This April, I had the opportunity to be a part of the process. I had the chance to help make a difference in the lives of millions of people across my state and country. This April, I made my first trip to the U.S. capitol as part of the AARC’s Political Advocacy Contact Team (PACT), and I can say, with 100% confidence, that I will never be the same.
As a respiratory student, it can be conflicting to hear the different points of view people have concerning our state and national professional organizations. Some therapists are very involved. They make every effort they possibly can to help educate fellow practitioners. They mentor students and young RTs. They create new strategies based on evidence, and they strive to share with any who will listen.
Some therapists are great clinically, but have too many obligations to be as involved as they would like to be. Others still are against our organizations and even our license board, citing greed and inaction as their reasoning.
Seeing firsthand the time, planning, and work involved in making an AARC Hill day a worthwhile endeavor puts me in the first group.
Months of planning
Taking part in the AARC’s Capitol Hill Advocacy Day was, for me, an inside look at how the sausage gets made, and as the adage goes, it isn’t pretty. Like cured meats, it is a slow process.

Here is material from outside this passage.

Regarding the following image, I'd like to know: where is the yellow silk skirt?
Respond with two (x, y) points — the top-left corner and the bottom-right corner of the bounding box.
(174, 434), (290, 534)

Still, our day on the Hill felt very successful, with meeting after meeting resulting in an engaging back and forth with staffers (and even one senator!). But this one smooth day was the result of months of planning.
I was lucky to accompany two mentors who not only had a specific goal, they had a plan, and they had research and trials to back it up. They did all of the legwork to ensure a great start.
That’s all that happened that day — a start. It is a start that worked well because months and even years of relationships have been built and maintained to get this opportunity. But it is a start that needs more work to even get to a point where it can be considered more than just a notion.
We must remain vigilant
Government is an ugly process. Yes, the meets were successful. My mentors had all of the right things to say to each staffer. They knew the angles each member of Congress had interest in. They knew the right way to approach each “ask,” and the right “asks” to make to best benefit the patients, our patients.
This interest alone doesn’t get it done, though. Since there isn’t a sufficient bill to work with, one must be written. It needs to be passed between our backing staffers. It needs to be passed along to, and supported by, members of both parties in the right committees to ensure that it even has a chance to be heard. Then, it needs to get support on the floor before it can be voted on.
Faltering at any of these steps can spell doom for this bill. Tripping up can ruin this chance at doing good. Ensuring success requires vigilance.
My mentors will need to continue to cultivate the relationships they have fostered. They will need to continue to gather more data. They will need to write this bill using language that makes it effective and specific. They will need the support of their peers as well.
We can participate in the clinical work, gathering further data. We can grease the wheels of the machine and call our representatives at the state and federal level.
Each day I get further involved in this profession, I see more and more opportunity to do good things for people. I see more of a chance to make a lasting impact locally and beyond. I am grateful for the chance to be a difference-maker in someone’s life.
Neil S. Kleinschmit is a student in the respiratory care program at Trident Technical College in Charleston, SC.